The report deals with four significant human rights issues:
- Extended powers to search pupils
- School exclusion appeals
- Teacher anonymity
- Free early years provision
The Bill enhances the powers of staff to search pupils in schools. The committee calls for:
- guidance which makes it clear that searches can only be made for items which could disrupt teaching or learning, threaten the safety of pupils and teachers, or breach criminal law
- guidance on the searching of pupils of the opposite sex, to make clear the expectation that a secondary school teacher would do so only "on very rare occasions" and that personal searches (excluding searches of lockers, bags and outer clothing) should only be conducted when there is a risk of serious and imminent harm
- a tighter definition of staff powers to examine and erase data stored on pupils' electronic devices, as this could potentially represent a serious interference with the right to family life
On school exclusion appeals, the committee believes that the proposed "independent review panels" - with more limited powers than the current panels - would be incompatible with the right of access to a court or tribunal: a particularly important issue, given the impact a permanent exclusion can have on the life of the pupil. The committee calls on the Government to take on board the recommendation of the Administrative Justice and Tribunals Council that all exclusion appeals be referred to the First-Tier tribunal to remove this potential incompatibility.
The Bill contains provisions for restrictions on the reporting of criminal allegations made against teachers before they have been charged. The committee is satisfied that the restrictions are a necessary and proportionate interference with the right to freedom of expression in order to protection the reputation and rights of teachers.

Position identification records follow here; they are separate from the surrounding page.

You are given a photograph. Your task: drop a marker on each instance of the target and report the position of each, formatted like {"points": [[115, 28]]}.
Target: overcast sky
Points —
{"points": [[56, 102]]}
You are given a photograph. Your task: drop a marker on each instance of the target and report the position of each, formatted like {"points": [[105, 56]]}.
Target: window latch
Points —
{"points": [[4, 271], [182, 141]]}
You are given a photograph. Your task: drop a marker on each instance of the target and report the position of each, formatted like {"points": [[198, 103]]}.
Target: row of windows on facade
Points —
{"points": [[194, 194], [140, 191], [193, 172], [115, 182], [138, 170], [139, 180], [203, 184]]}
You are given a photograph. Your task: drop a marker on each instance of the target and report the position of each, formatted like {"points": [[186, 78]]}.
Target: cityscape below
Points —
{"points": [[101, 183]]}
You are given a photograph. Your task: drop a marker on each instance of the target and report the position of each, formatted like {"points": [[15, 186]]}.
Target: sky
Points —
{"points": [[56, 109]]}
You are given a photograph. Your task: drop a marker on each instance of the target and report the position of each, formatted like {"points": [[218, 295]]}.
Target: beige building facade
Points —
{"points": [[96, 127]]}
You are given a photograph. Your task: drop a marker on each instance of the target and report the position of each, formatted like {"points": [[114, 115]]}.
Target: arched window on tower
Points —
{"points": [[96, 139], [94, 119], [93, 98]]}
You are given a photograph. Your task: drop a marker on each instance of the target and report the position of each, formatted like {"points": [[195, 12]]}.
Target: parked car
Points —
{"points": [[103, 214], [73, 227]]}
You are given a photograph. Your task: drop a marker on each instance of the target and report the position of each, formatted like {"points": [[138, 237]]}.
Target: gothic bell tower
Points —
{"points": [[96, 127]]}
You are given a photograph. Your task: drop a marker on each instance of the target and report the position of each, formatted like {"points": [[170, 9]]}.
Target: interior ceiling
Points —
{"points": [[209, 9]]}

Finally, the committee also welcomes the extension of the entitlement to free early years provision to all disadvantaged two year olds as a human rights enhancing measure.
Dr Hywel Francis MP, the Chair of the Committee, said:
"The provisions in the bill about searching pupils require detailed guidance: searches must only be made for items likely to disrupt teaching or learning, threaten the safety of pupils and teachers, or breach criminal law. The Government should also more tightly define the power in the Bill for staff to examine and erase data on pupils' electronic devices. Otherwise there may be serious implications for the right to private and family life."